Friday, November 25, 2011

Delete Duplicate Records – Rows

There are different way to do this.

Solution - 1

Table in example is has ID as Identity Column and Columns which have duplicate data are DuplicateColumn1, DuplicateColumn2 and DuplicateColumn3. (The table must have identity column, which will be used to identify the duplicate records.)


DELETE
FROM MyTable
WHERE ID NOT IN
(
SELECT MAX(ID)
FROM MyTable
GROUP BY DuplicateColumn1, DuplicateColumn2, DuplicateColumn3)


Solution - 2

set nocount on
drop table tbl1
create table tbl1
(
col1 int
)
insert into tbl1 values(1)
insert into tbl1 values(1)
insert into tbl1 values(1)
insert into tbl1 values(2)
insert into tbl1 values(2)
insert into tbl1 values(2)
insert into tbl1 values(2)
insert into tbl1 values(3)
insert into tbl1 values(3)

set rowcount 1
select ‘start’
while @@rowcount > 0 delete a from tbl1 a where (select count(*) from tbl1 b where a.col1 = b.col1)>1
set rowcount 0
select * from tbl1
set nocount off

Note: This will be a time-consuming method. Alternates are move distinct data to temp table or use row_number() function.

Solution - 3

If you are looking for deleting multiple records (duplicate with more than 2 records like 3,4,5 duplicate records, etc) and without key column then the following method can be adopted.

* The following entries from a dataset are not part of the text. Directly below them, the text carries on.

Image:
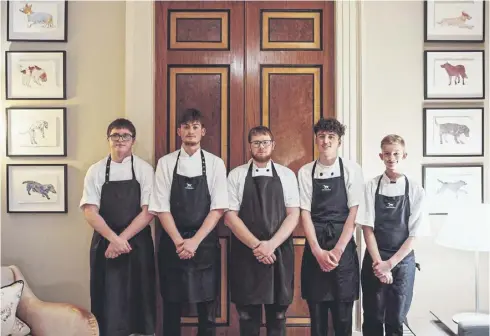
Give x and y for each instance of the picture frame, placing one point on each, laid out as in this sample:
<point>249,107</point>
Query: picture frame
<point>450,185</point>
<point>37,188</point>
<point>37,21</point>
<point>454,21</point>
<point>453,131</point>
<point>454,74</point>
<point>35,75</point>
<point>36,131</point>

Lets say your table is tab1.

SELECT DISTINCT * INTO tab2 FROM tab1 — distinct of all columns

DROP TABLE tab1

EXEC sp_rename ‘tab2′,’tab1′

Note:
Take a back up of your original table before using dropping for your reference. You may need to grant permission of tab2 as given for tab1.

Triggers and indexes defined on that table tab1 will have to recreate. To resolve this issue, you may follow Solution - 1 or 4.

Solution - 4

Here is a single query which will answer all your questions but this still needs Primary key or identity column to be added to the table though.
DELETE FROM MyTable
WHERE EXISTS (
SELECT * FROM MyTable AS b
WHERE
b.[col1] = MyTable.[col1]
AND b.[col2] = MyTable.[col2]
AND b.[col3] = MyTable.[col3]
GROUP BY
b.[col1], b.[col2], b.[col3]
HAVING
MyTable.[ID] > MIN(b.[ID])
)
If you want most recent records to be present in your DB and delete multiple Old duplicate records, You can make use of
DELETE FROM MyTable
WHERE EXISTS (
SELECT * FROM MyTable AS b
WHERE
b.[col1] = MyTable.[col1]
AND b.[col2] = MyTable.[col2]
AND b.[col3] = MyTable.[col3]
GROUP BY
b.[col1], b.[col2], b.[col3]
HAVING
MyTable.[ID] MIN(b.[ID])
)
Hope this answers all your questions.
If you dont have Primary key or Identity Column then you can always create it and run this query and delete the Primary Key or identity column.

Solution - 5

This can be easily achieved without crating unique identifier by using CTE and ROW_NUMBER (), the modified query for sql server 2005 goes here.

WITH T1 AS (SELECT ROW_NUMBER ( ) OVER ( PARTITION BY ID, FNAME, LNAME ORDER BY ID ) AS RNUM FROM DUPLICATE )
DELETE FROM T1 WHERE RNUM > 1

Solution - 6

Delete record in a single query its OK. But if you can write subquery, but without use of temp table, without use cursor, and without use of insert identity column, here is the solution.

CREATE TABLE #Table1 (col1 int, col2 int)
INSERT INTO #Table1 VALUES (1, 1000)
INSERT INTO #Table1 VALUES (2, 2000)
INSERT INTO #Table1 VALUES (2, 2000)
INSERT INTO #Table1 VALUES (3, 3000)
INSERT INTO #Table1 VALUES (3, 3000)
INSERT INTO #Table1 VALUES (4, 4000)

SELECT * FROM #Table1;

WITH T1 AS (SELECT (ROW_NUMBER() OVER (PARTITION BY col1 ORDER BY col1)) AS RNum FROM #Table1)
DELETE FROM T1 WHERE RNum IN (SELECT a.RNum FROM T1 AS a, T1 AS b WHERE a.RNum > b.RNum GROUP BY a.RNum)

SELECT * FROM #Table1

DROP TABLE #Table1

ROW_NUMBER() will solve your purpose.